Cette « toxicité financière » guette la France

La charge est rude. Lors d'un débat organisé fin janvier à l'Institut Paoli-Calmettes de Marseille, Patricia Marino, économiste de la santé dans cet établissement, avait aussi dénoncé une dérive des tarifs menaçant le système de santé. Certes, le phénomène n'est pas nouveau, mais « nul ne sait où il s'arrêtera », s'était-elle inquiétée avant de rappeler que, aux États-Unis, le coût mensuel moyen d'un traitement anticancéreux est passé de 5000 dollars en 2003 à 10.000 dollars en 2013. De plus, sur les 12 anticancéreux approuvés par la Food and Drug Administration en 2012, 11 valaient plus de 100.000 dollars par an.

Selon tous les spécialistes, cette « toxicité financière » guette la France : les dépenses d'assurance maladie en matière d'anticancéreux, qui comptent pour environ 10 % du budget médicaments, connaissent une hausse comprise « entre 8 % et 9 % par an », selon Vincent Sciortino, directeur du service médical de l'assurance maladie en Ile-de-France. Dans le même temps, « les gains d'efficacité sont de plus en plus faibles, avec seulement quelques semaines de vie en plus », ajoute Patricia Marino qui regrette une augmentation trop rapide des coûts par rapport aux gains d'efficacité.

Pour que le paquebot de l'assurance maladie ne ressemble plus « au Titanic, filant droit vers son destin », les 110 signataires de l'appel du Figaro proposent notamment un juste prix pour les médicaments du cancer, basé sur les sommes investies par les industriels pour la R&D du produit, auquel s'ajouterait un retour sur investissement raisonnable.
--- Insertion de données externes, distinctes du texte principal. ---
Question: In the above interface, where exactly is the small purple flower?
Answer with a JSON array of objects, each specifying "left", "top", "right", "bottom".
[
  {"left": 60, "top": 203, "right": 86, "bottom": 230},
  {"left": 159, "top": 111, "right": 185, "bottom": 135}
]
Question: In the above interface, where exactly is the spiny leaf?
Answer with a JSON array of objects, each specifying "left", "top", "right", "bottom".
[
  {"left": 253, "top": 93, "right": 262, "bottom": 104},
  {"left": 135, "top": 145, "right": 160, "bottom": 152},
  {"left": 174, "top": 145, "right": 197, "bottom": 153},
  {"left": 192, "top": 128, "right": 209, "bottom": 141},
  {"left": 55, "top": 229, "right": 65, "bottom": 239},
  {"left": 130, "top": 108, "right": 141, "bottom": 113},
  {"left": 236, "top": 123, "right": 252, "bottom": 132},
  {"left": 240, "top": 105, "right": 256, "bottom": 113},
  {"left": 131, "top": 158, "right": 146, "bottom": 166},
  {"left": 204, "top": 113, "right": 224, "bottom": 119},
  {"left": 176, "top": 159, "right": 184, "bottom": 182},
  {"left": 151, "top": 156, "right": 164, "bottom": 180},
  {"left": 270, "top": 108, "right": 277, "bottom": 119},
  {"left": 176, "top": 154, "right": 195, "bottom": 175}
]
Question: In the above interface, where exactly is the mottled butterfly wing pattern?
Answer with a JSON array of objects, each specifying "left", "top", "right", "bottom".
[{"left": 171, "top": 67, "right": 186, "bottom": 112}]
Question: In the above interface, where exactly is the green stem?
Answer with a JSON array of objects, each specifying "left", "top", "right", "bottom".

Une demande qui devrait être appuyée par le Collectif interassociatif sur la santé (Ciss). Son secrétaire général adjoint Christian Saout avait prôné la transparence à Marseille, estimant que « c'est la quintessence de la démocratie » et qu'elle « doit aussi s'appliquer au domaine du médicament ». La pierre est désormais dans le jardin des industriels du médicament.